Da Vorurteile einen schlechten Ruf haben, halten Menschen in Meinungsumfragen damit eher hinter dem Berg. Es bringt also wenig, eine Person einfach schildern zu lassen, wie sie zum anderen Geschlecht oder zu einer fremden Kultur steht – die soziale Erwünschtheit gibt die Antwort bereits vor. Daher greifen Vorurteilsforscher meist zu verdeckten Methoden.

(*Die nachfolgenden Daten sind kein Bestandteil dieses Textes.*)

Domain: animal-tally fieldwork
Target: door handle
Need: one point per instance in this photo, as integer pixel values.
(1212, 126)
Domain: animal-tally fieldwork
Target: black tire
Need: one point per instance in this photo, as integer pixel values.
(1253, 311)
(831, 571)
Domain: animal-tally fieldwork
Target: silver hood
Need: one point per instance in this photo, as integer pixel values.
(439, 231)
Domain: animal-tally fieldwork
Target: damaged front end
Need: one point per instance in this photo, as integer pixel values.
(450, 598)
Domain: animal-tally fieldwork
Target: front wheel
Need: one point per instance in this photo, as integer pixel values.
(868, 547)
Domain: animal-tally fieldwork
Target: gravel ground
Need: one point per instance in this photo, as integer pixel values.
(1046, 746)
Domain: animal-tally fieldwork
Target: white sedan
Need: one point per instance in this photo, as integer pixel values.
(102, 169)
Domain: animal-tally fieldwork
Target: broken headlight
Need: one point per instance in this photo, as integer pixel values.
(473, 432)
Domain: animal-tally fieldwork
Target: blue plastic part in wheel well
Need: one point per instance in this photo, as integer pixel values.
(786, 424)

Ein unter Psychologen beliebtes Verfahren, um geheime Stereotype zu Tage zu fördern, ist der Implizite Assoziationstest (IAT). Er wurde erstmals 1998 von einem Team um Anthony Greenwald von der Washington University in Seattle vorgestellt. Im Kern geht es dabei um die Geschwindigkeit, mit der Testpersonen positive oder negative Begriffe bestimmten Gruppen zuordnen (siehe »Kurz erklärt«). Zunächst trainiert man Probanden darauf, eine von zwei Tasten zu drücken, wenn ein negativer beziehungsweise ein positiver Begriff auf dem Computerbildschirm erscheint. Beispiel: linke Taste bei »hinterhältig« oder »geizig«; rechte Taste bei »liebenswert«, »hilfsbereit« und so weiter. Im nächsten Schritt sollen die Betreffenden dann statt auf Wörter auf präsentierte Namen oder Gesichter reagieren, mit einer jeweils vorgegebenen Taste. Siehe da: Ausländisch klingende Namen oder Porträts von Schwarzen werden im Schnitt einige Millisekunden schneller mit der linken, negativ besetzten Taste beantwortet als mit der rechten.

Kurz erklärt:

IMPLIZITER ASSOZIATIONSTEST (IAT)

Von Psychologen der Washington University in Seattle Ende der 1990er Jahren entwickeltes Verfahren, das unbewusste Einstellungen misst. Auf einem Bildschirm erscheinen Gesichter und Wörter, auf die der Proband so schnell wie möglich durch Drücken einer von zwei Tasten reagieren soll. Zuvor wurde den Tasten in Trainingsdurchläufen (verdeckt) ein positiver oder negativer Wert zugewiesen. Soll man nun etwa beim Gesicht eines Schwarzen die »negative« Taste drücken, erfolgt dies oft rascher als beim Porträt eines Weißen. Forscher schließen daraus auf »automatische Präferenzen«. Machen Sie den Selbsttest unter: https://implicit.harvard.edu

UNBEWUSSTES

Laut Sigmund Freud (1856–1939) eine nicht unmittelbar zugängliche Sphäre geistiger Prozesse, die unser Denken und Handeln maßgeblich beeinflusst. Sie enthalte verdrängte Erfahrungen und unterdrückte Wünsche. Heutige Forscher sprechen dagegen von »impliziter Informationsverarbeitung«.

MIKROAGGRESSIONEN

Äußerungen oder Gesten gegenüber Angehörigen von Minderheiten, die diese als implizit beleidigend oder herabwürdigend empfinden. Beispiel: Eine Frau umklammert ihre Handtasche, wenn sie mit einem Ausländer im Aufzug steht. Das Konzept ist umstritten, da es Aggression allein am Empfinden des »Opfers« festmacht.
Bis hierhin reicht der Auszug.